翌日の火曜日、午前中から普段通りの業務が始まる。ほとんど眠れていないせいか、頭が鉛のように重い。教室の清掃を済ませ、パソコンのメールをチェックする。いくつかの連絡事項と、部長から企画書提出の催促。冬期講習に向けて、より魅力的で受講意欲を促進させるための企画を社員全員が考えて提出する。他の社員たちは教室業務が忙しいのを理由に、お茶を濁す程度の企画書を出せば許されるが、マヤだけはそうはいかない。
社長に優遇されているのが気に入らない社員たちがここぞとばかりにタッグを組み、マヤの企画書にだけ重箱の隅をつつきまわすようなチェックを入れる。
「誤字がある。内容がどうこうよりも、読む気がしないよ」
「利益率はどうなってるの? どんなに受講者が増える企画でも、利益が少ないんじゃどうしようもないじゃない」
「仕事なんかいい加減にしてても、社長のごきげんだけ取っていればお給料もらえると思ってるんでしょう? そうはいかないんだから」
企画全般を取り仕切る部長を含めた先輩社員たちから投げつけられる言葉。言われていることは事実かもしれないが、あまりに他の社員たちと差別される扱いに耐えかねて抗議したこともある。だが、その途端、マヤの教室にだけすべての連絡をまわしてもらえなくなり、社内行事の日程も生徒たちが進学先として考える学校情報の変更も何もかもがわからなくなった。

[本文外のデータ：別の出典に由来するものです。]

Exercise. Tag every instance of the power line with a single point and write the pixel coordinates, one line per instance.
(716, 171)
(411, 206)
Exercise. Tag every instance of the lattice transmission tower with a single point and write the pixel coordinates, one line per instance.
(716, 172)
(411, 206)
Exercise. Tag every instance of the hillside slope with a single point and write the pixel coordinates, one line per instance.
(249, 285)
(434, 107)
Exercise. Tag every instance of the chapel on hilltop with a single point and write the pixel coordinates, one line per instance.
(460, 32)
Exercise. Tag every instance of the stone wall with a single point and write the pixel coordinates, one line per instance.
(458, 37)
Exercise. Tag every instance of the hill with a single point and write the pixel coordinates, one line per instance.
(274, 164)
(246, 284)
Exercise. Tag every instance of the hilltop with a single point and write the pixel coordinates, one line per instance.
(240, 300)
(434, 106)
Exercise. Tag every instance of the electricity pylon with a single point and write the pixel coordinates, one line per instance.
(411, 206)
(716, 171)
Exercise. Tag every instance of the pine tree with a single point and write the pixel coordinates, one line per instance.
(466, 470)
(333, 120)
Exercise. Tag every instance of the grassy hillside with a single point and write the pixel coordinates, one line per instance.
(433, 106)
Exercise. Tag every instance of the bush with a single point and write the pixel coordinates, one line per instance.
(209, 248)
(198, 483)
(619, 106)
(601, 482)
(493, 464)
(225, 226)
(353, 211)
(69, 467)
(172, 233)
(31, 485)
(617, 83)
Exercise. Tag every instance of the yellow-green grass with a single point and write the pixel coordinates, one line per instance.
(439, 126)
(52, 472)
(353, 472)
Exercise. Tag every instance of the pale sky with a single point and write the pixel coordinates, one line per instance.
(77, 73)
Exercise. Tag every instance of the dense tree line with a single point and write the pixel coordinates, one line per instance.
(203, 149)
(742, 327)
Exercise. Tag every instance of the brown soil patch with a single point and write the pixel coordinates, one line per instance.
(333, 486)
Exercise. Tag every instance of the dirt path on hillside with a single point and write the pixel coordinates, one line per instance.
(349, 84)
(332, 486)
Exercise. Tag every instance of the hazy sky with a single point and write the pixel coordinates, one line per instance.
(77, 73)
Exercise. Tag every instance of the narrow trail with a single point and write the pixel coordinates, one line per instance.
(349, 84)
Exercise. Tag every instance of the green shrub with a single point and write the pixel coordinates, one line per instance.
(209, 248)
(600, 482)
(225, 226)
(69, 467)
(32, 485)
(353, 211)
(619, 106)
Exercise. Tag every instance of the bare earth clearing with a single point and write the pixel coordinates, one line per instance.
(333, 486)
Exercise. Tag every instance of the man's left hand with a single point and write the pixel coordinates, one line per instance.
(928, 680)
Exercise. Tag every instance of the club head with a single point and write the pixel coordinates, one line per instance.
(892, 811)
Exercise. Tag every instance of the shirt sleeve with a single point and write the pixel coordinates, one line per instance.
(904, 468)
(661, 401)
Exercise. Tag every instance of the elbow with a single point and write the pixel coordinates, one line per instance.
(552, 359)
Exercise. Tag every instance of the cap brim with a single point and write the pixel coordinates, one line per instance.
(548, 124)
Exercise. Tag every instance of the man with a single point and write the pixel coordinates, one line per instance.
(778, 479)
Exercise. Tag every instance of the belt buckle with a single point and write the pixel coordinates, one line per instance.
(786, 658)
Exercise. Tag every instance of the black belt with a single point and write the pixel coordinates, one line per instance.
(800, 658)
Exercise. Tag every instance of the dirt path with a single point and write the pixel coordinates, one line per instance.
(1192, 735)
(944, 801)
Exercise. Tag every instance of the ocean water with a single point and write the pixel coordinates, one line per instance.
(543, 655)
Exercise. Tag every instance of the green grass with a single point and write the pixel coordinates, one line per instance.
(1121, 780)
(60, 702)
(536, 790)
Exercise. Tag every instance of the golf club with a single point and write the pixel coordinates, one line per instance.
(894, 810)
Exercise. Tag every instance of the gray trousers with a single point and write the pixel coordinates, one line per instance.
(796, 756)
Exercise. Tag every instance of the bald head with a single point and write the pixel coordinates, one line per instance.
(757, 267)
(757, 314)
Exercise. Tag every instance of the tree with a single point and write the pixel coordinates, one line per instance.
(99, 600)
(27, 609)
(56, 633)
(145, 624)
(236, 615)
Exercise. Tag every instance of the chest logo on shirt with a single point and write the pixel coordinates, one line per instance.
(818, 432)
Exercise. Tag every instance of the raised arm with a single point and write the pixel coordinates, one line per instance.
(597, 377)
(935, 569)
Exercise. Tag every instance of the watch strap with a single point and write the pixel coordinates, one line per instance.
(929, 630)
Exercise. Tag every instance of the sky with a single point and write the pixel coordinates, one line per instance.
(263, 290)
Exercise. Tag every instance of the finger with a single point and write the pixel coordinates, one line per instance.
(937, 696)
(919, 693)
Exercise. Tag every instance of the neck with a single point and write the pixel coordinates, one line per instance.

マヤが発注した教材だけが行方不明になり、教室のために申請した予算がすべて通らなくなり、マヤ自身が高熱を出したときに代わりのスタッフを手配してくれるように頼んだことすらも無視された。
それはまるで小学生のいやがらせのようなものであり、腹が立つというよりもむしろ呆れかえる種類のものだった。それでも、そのままの状態ではいずれマヤの教室はやっていけなくなる。仕方なく先輩社員たちひとりひとりを訪ね、吐き捨てられる暴言をすべて受け止め、「その通りです、申し訳ございませんでした」と床に頭を擦りつけて詫びた。
そのときの先輩たちの得意げな目を、陰湿な笑いを、マヤは今も忘れることができずにいる。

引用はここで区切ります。